Improve generated x86 code for AVX targets #138

Lastique · 2022-10-26T07:22:28Z

Prefer vmovdqu to vlddqu on CPUs supporting AVX. vlddqu has one extra cycle latency on Skylake and later Intel CPUs and is not merged to the following instructions as a memory operand, which makes the code slightly larger. Legacy SSE3 lddqu is still preferred because it is faster on Prescott and the same as movdqu on AMD CPUs. It also doesn't affect code size because movdqu cannot be converted to a memory operand as memory operands are required to be aligned in SSE.

Closes #137.

Also, re-format the test code for MSVC bug 981648, no functional changes.

Lastique · 2022-10-26T15:46:11Z

@pdimov Peter, MSVC-14.0 fails with ICE in this CI run in is_contiguous_range implementation. Could you take a look please?

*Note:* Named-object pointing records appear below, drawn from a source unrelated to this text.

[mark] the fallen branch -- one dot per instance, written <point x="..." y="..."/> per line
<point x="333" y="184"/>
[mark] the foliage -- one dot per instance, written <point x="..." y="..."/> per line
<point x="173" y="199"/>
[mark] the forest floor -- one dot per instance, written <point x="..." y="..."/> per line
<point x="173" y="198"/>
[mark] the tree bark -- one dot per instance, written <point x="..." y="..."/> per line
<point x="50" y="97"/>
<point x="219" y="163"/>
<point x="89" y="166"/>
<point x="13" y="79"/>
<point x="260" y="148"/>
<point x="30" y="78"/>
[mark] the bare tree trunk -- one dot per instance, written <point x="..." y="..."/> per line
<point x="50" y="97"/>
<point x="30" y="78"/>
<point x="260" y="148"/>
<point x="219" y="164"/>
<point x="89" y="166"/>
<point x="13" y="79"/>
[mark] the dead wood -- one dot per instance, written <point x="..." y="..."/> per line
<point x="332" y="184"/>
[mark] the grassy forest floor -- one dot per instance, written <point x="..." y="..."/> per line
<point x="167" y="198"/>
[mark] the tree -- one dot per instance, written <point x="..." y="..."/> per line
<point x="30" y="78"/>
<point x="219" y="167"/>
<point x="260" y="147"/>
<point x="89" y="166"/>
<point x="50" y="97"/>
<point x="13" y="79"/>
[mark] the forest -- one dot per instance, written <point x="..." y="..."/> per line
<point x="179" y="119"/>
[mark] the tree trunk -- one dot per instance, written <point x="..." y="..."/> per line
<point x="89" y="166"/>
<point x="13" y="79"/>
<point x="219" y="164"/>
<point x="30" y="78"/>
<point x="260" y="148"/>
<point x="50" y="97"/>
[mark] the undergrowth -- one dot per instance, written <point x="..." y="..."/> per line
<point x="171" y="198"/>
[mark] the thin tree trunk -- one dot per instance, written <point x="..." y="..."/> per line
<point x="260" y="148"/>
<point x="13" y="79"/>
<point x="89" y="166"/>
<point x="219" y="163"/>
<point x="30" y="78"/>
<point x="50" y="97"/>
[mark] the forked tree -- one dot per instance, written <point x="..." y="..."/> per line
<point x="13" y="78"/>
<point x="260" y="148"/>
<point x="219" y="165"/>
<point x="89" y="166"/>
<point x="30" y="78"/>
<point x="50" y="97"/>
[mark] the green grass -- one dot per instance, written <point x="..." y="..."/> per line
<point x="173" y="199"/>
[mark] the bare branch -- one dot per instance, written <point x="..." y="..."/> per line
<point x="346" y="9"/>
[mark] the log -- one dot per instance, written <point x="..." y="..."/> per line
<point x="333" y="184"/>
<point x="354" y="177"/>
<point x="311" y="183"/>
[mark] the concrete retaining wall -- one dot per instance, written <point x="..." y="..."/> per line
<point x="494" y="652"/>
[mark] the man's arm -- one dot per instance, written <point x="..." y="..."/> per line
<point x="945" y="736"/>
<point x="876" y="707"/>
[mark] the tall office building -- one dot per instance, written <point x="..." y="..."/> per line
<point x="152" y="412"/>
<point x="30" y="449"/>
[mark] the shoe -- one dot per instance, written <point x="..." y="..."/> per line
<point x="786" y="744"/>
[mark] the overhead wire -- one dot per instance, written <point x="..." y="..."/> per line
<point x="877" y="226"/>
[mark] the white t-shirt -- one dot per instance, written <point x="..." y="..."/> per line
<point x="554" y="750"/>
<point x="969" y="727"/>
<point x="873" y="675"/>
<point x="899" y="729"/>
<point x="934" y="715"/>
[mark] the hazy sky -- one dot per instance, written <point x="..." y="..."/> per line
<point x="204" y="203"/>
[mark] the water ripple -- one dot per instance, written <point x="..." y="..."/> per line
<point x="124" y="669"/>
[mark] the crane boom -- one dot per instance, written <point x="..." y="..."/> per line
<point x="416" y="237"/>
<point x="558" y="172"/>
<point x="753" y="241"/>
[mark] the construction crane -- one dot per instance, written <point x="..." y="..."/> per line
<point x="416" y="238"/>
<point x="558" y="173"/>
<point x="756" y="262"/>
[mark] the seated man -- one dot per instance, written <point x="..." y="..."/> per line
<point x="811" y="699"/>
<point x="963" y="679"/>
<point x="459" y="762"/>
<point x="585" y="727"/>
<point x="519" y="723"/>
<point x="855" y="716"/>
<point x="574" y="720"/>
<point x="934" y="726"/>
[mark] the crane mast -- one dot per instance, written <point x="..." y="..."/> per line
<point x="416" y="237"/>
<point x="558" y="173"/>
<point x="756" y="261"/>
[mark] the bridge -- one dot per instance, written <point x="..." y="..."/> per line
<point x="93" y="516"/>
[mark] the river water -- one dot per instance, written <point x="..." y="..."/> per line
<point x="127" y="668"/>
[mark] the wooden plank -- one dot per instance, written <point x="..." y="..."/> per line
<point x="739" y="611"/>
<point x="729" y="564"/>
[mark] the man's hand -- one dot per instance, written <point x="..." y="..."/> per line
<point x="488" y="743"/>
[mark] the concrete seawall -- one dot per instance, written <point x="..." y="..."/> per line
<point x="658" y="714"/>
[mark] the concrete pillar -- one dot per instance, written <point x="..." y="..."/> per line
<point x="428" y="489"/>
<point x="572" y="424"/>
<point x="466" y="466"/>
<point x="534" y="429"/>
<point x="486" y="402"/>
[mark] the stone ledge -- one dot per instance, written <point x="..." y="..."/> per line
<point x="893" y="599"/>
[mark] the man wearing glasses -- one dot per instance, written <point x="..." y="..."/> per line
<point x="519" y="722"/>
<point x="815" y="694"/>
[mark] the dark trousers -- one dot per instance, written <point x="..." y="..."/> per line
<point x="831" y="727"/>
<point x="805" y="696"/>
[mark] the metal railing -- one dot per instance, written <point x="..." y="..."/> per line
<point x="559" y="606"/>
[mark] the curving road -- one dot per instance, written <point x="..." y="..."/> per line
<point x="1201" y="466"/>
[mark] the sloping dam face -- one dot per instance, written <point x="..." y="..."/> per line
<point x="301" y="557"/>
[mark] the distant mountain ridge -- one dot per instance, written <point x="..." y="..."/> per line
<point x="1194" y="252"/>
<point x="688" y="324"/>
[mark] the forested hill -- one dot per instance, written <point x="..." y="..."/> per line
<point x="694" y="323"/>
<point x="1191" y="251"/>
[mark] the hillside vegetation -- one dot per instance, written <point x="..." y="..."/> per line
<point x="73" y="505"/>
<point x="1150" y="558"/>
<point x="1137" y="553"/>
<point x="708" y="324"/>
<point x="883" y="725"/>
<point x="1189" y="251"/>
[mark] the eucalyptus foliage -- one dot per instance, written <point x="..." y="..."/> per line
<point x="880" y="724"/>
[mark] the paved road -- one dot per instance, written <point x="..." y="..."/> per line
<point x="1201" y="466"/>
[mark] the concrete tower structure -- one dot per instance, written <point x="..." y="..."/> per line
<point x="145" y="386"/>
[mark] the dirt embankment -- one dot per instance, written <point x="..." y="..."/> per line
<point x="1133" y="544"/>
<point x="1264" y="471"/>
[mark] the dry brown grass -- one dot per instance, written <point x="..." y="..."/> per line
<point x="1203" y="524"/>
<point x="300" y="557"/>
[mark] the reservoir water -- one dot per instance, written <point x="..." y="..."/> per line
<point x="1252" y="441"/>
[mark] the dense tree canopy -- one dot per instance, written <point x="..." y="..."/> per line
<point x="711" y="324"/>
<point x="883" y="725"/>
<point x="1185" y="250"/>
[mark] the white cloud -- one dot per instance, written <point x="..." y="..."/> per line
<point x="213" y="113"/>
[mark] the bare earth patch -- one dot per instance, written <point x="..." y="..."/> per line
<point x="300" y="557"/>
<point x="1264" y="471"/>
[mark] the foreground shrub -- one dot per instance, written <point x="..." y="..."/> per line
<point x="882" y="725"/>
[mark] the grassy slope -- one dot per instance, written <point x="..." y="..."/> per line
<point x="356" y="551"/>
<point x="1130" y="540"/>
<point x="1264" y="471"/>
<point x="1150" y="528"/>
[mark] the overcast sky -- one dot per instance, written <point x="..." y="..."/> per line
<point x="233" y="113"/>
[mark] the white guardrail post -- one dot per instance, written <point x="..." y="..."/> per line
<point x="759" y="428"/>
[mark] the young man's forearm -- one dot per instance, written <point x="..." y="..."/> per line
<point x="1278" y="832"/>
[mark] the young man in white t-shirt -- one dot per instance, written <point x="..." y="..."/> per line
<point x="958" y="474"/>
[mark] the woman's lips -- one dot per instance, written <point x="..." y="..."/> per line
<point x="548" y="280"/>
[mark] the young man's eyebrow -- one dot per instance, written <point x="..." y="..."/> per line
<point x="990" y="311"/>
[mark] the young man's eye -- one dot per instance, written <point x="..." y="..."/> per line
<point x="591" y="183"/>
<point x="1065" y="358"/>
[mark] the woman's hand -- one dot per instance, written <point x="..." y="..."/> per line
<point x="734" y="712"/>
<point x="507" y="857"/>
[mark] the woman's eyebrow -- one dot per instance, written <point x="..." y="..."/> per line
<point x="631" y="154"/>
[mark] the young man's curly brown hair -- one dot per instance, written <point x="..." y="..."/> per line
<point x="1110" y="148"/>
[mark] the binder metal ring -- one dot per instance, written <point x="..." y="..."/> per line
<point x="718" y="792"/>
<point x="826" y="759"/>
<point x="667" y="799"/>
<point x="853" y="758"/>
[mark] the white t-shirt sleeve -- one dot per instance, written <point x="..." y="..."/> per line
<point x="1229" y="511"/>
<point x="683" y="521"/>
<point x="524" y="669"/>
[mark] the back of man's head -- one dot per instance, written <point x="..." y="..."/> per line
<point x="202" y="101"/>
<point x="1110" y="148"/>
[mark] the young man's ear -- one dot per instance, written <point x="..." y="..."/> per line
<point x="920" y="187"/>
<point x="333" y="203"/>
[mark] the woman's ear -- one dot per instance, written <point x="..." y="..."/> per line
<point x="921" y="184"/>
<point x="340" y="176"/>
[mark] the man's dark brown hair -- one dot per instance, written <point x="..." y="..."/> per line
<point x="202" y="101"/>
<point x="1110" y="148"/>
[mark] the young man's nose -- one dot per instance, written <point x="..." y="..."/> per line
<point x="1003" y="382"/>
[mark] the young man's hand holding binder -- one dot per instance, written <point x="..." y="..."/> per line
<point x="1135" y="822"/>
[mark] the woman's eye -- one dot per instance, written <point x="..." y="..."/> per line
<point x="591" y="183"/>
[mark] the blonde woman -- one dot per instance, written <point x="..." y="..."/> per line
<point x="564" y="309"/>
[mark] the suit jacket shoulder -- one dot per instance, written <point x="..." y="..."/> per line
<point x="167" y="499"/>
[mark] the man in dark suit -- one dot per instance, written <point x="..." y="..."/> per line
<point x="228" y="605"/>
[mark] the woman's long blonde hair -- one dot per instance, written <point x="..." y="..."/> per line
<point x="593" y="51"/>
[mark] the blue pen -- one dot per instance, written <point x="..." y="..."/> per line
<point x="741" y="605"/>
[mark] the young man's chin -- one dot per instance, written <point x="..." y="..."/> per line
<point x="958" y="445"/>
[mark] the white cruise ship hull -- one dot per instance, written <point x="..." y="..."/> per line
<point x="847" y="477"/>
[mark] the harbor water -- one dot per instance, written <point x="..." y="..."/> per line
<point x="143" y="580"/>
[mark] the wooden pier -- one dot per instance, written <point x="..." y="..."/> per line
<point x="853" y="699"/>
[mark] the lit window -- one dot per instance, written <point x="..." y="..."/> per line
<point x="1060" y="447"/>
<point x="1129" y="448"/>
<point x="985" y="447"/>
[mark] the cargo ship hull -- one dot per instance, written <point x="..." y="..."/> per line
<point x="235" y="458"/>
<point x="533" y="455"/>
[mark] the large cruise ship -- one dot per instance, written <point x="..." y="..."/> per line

pdimov · 2022-10-26T16:10:17Z

I'll look into it.

codecov · 2022-10-27T00:10:38Z

Codecov Report

Merging #138 (86b1ae5) into develop (9df4da9) will not change coverage.
The diff coverage is n/a.

❗ Current head 86b1ae5 differs from pull request most recent head c7e0a70. Consider uploading reports for the commit c7e0a70 to get more accurate results

Additional details and impacted files

@@           Coverage Diff            @@
##           develop     #138   +/-   ##
========================================
  Coverage    83.92%   83.92%           
========================================
  Files           15       15           
  Lines          678      678           
  Branches       156      156           
========================================
  Hits           569      569           
  Misses          18       18           
  Partials        91       91

Impacted Files	Coverage Δ
include/boost/uuid/detail/uuid_x86.ipp	`100.00% <ø> (ø)`

Continue to review full report in Codecov by Sentry.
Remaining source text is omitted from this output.